In late January 2021 I took a similar picture as my opening main image. I was driving south. I was by myself. In those hours, minutes and seconds between Minneapolis and Kansas City I vowed to myself to prioritize my health and my well being, both physical and mental. It was the spark I needed to drive real and big changes in my life.
At that moment of making that change, I was living a stress filled and fear based life. Lots of what ifs. Lots of challenges. Lots of things out of my control and in other peoples hands and other peoples whims. So much has changed since that time. I have incredible momentum in my health and fitness. I am learning so much and advancing toward my own dreams every day.
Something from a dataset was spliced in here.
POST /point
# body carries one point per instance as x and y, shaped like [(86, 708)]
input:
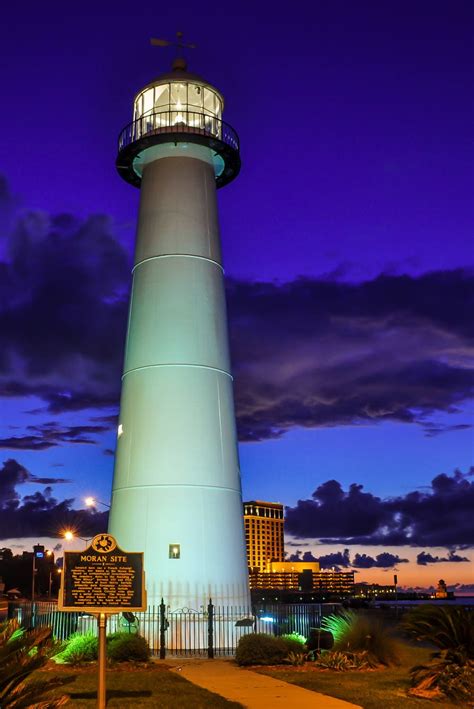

So it may seam strange that I took almost the exact same picture driving south and that I am sharing I have struggled a bit more in February than pretty much any months since I quit my job last July. Let me explain that just a bit and share some thoughts.
This February has been filled with so much. I am moving forward with an idea about my own brand, my own products and my own direction. I am constantly learning new things and challenging myself to be creative, albeit differently. We’ve been traveling with a fun trip to see our daughter ski the Mora Vasaloppet and our son has been home the last few weekends. Somehow I squeezed a trip in to Oklahoma to see friends, ride and continue learning more about sewing and construction. Heck, we also committed to a long family trip after both kids finish their freshman year of college. Yeah, busy.
It really is strange that after 7 months of dedicated learning I am finding my mind slip back a bit and falling into some old behaviors. Old behaviors that are the same as when I was working, busy and coping with life. Even though the business of February was filled with things that I am and was in control of, I found myself busy and coping just a bit just like I used too. So it’s time to recommit and renew.
Delete everything in your brain and memory that isn’t moving you forward
This is a quote that someone sent me. I think we all have some stuff that we simply can’t delete without at least dealing with and processing, but the idea and notion I take from this, is to focus on moving forward and not backward. This quote keeps me focused and I use it daily. When I am busy I sometimes eat poorly. I sometimes want to buy a crappy old vintage lens to experiment with. I ignore some things that I shouldn’t because I am simply busy. Being busy becomes an excuse for me to settle. That thinking has got to go! This is why this quote is so helpful to me. It keeps me from spending money. It keeps me out of the negative. It keeps me focused on moving forward no matter the situation.
And with that, I want to share a few photos.
A highlight of this month is for sure spending time watching and supporting our girl in the Mora Vasaloppet. While cold, it was such a joy seeing her do something so challenging. What a cool event.
Jen and I got out for Valentine’s Day to Petite Leon. I’ve been dying to go and we finally were able to carve out the time. My encouragement to all of you is to simply go and enjoy. I really want to go back to sit at the bar and have their burger. Just go. Thank me later.
As I shared already, I also manage to sneak in a really quick trip down to Stillwater, OK. I was hoping to get a few days in of riding but crappy weather everywhere only allowed one ride. It was 70+ on this day of the pics and the next morning was 17 degrees with 20-30mph wind! Oh well, a little is better than none and I got to see people I care about and have missed. Most importantly, I laughed A LOT. There is no better therapy than laughing. Period.
I also spent the month continuing down the rabbit hole I started in January. I love to learn and when a used sewing machine popped up locally from someone I know and trust, I jumped at the opportunity. I have been spending time in almost everyday since learning to sew and making things. I learned to sew as a child. I am completely sucked into creating things, so much so that I haven’t been pushing myself creatively in photography. That’s OK. It’s just creating in a different format. But it sure is tickling those creative depths of my brain and there is nothing like holding something you made yourself in your hand or hands. So damn much fun.
So with that, I am signing off. Hope you all are well and I sure appreciate you all stopping by. Looking forward to what March may bring. Take care folks.